Twelve Steps
Where did the Twelve Steps come from?
Until 1934 there was no known addiction treatment that worked. Later that year Bill W. and Dr. Bob started a group called Alcoholics Anonymous and eventually wrote the Twelve Steps to offer simple, straightforward principles, or basic truths, that people can follow to recover from addiction.
The Twelve Steps express the fundamental principles used by members of AA to transform their lives from moral decay and certain death to a spiritual fitness needed to keep the disease of addiction at bay.
Steps 1–3 (preparation steps)
The first three Steps prepare you for change. They help you focus on under- standing your disease and knowing and seeking the solution.
Steps 4–9 (transformation steps)
Once you know the problem and the solution, you need to take action. By following these six Steps, you will begin to see your life transformed.
Steps 10–12 (continued transformation steps)
Recovery is a lifelong journey. These three Steps focus on actions you can take to continue your growth and maintain the success you have achieved day by day for a lifetime.

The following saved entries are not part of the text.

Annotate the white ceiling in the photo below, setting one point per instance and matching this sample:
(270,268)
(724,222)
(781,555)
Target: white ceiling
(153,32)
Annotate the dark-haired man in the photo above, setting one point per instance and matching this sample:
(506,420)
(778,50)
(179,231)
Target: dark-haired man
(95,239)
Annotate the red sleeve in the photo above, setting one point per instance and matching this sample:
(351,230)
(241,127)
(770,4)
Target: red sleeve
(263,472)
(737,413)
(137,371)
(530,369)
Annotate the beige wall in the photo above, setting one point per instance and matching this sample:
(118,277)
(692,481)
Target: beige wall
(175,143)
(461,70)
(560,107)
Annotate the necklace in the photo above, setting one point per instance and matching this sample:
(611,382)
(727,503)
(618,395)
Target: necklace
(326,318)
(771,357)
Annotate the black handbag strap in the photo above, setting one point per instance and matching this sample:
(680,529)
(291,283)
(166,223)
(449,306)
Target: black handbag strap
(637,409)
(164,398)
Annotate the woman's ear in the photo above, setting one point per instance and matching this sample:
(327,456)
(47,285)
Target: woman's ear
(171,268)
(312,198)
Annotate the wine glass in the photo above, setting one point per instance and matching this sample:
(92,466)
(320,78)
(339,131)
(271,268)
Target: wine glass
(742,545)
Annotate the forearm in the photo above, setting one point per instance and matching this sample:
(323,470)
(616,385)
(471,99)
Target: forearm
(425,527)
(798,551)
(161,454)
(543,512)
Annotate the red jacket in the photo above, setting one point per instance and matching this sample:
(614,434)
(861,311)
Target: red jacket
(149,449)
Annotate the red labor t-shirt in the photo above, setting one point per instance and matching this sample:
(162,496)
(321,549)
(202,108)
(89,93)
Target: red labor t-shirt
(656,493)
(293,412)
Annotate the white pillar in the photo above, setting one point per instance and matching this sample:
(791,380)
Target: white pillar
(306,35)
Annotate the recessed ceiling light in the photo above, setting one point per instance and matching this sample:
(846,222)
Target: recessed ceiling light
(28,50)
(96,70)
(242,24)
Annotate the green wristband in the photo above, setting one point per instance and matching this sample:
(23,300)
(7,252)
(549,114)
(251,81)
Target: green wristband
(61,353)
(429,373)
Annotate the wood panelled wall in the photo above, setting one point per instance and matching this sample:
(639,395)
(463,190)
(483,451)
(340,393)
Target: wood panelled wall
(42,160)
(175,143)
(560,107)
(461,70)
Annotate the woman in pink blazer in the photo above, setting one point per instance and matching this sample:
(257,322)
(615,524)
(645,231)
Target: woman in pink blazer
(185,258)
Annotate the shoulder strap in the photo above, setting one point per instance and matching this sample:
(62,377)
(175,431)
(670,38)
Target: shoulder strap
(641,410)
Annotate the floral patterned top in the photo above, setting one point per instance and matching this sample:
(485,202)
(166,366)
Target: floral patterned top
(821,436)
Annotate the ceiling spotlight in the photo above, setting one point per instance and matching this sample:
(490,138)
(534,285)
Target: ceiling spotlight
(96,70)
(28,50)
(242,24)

What are the Twelve Steps of Alcoholics Anonymous?
As addicts, we didn’t know how to live sober. We’ve bounced through life going from one high to another, acting as if we were in control. The Twelve Steps, which follow, offer us a new way of life and give us a basic guide on how to approach lifelong recovery.
1. We admitted we were powerless over alcohol—that our lives had become unmanageable.
2. Came to believe that a Power greater than ourselves could restore us to sanity.
3. Made a decision to turn our will and our lives over to the care of God as we understood Him.
4. Made a searching and fearless moral inventory of ourselves.
5. Admitted to God, to ourselves, and to another human being the exact nature of our wrongs.
6. Were entirely ready to have God remove all these defects of character.
7. Humbly asked Him to remove our shortcomings.
8. Made a list of all persons we had harmed, and became willing to make amends to them all.
9. Made direct amends to such people wherever possible, except when to do so would injure them or others.
10. Continued to take personal inventory and when we were wrong promptly admitted it.
11. Sought through prayer and meditation to improve our conscious contact with God as we understood Him, praying only for knowledge of His will for us and the power to carry that out.
12. Having had a spiritual awakening as the result of these steps, we tried to carry this message to alcoholics, and to practice these principles in all our affairs.